On January 21, 2016, the Company entered into Amended and Restated Notes in the aggregate principal amount of $20.0 million (the “Notes”), each in favor of Gorbert Inc. (“Holder”). The Company’s obligations under the Notes were collateralized by a second lien on the same assets of the Company that collateralize the obligations of the Company under the Facilities. The Holder had the right to elect at any time on or prior to August 17, 2017 to convert all or any portion of the outstanding principal amount of the Notes.     
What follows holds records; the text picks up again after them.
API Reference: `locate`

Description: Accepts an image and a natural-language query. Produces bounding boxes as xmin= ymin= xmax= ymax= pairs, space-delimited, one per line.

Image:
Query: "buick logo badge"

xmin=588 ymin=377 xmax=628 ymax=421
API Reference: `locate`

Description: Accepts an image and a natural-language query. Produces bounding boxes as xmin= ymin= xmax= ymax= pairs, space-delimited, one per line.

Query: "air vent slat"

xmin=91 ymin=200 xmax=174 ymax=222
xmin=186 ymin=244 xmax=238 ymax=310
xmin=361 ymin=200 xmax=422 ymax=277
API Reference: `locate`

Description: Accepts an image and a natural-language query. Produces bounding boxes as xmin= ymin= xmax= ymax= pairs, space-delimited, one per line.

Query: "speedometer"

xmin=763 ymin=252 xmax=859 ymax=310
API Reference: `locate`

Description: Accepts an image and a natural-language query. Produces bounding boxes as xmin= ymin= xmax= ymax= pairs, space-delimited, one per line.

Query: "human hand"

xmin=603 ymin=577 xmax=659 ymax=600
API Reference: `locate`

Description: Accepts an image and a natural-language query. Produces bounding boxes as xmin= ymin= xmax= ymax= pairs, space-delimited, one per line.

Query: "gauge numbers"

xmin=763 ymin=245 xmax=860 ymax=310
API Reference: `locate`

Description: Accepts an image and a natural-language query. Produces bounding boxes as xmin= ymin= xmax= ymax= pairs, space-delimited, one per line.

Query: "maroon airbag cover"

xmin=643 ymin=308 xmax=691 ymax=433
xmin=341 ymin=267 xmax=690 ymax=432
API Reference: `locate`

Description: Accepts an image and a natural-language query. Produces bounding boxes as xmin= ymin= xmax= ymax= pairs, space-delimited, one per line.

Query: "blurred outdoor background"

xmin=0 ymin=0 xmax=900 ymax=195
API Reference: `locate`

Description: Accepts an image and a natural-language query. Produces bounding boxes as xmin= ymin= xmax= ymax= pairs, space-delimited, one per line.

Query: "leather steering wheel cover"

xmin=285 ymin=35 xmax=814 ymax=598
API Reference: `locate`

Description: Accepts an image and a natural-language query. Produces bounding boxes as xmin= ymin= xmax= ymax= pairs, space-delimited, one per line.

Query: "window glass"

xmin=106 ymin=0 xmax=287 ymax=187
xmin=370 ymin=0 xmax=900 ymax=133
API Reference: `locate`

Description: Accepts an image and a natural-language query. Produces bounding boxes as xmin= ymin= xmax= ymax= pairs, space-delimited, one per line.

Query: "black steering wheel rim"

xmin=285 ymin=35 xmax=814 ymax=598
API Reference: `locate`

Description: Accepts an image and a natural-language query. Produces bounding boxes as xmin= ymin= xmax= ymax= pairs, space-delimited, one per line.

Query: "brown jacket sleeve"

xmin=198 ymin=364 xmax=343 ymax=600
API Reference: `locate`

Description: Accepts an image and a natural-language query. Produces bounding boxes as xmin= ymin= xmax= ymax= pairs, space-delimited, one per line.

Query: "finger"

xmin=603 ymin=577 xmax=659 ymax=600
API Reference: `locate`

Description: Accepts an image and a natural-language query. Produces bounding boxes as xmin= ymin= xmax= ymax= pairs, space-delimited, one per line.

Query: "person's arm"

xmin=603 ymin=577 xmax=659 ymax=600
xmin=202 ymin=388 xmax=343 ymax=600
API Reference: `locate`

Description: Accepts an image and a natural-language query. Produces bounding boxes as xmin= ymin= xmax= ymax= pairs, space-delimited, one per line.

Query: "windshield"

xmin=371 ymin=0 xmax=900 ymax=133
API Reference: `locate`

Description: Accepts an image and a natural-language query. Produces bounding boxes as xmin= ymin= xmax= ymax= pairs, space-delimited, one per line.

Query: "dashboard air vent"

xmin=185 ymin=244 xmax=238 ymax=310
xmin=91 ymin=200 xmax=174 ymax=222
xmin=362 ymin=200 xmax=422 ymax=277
The Notes were originally scheduled to mature on March 17, 2019. In 2019, the Company extended the maturity date to March 17, 2020 in accordance with the terms of the Notes. In 2020, the Company extended the maturity date to March 17, 2021 in accordance with the terms of the Notes. The Company made partial principal payments on the notes upon extension, and an aggregate principal amount of $15.0 million remained outstanding at the 2021 maturity date. On March 17, 2021, the Company paid the remaining principal balance and all applicable interest to settle the notes obligation.

The Notes had an applicable interest at a rate of 6.0% per year from August 17, 2017 until the time they were paid off. All accrued and unpaid interest was payable quarterly in arrears on September 18, December 18, March 18 and June 18 of each year.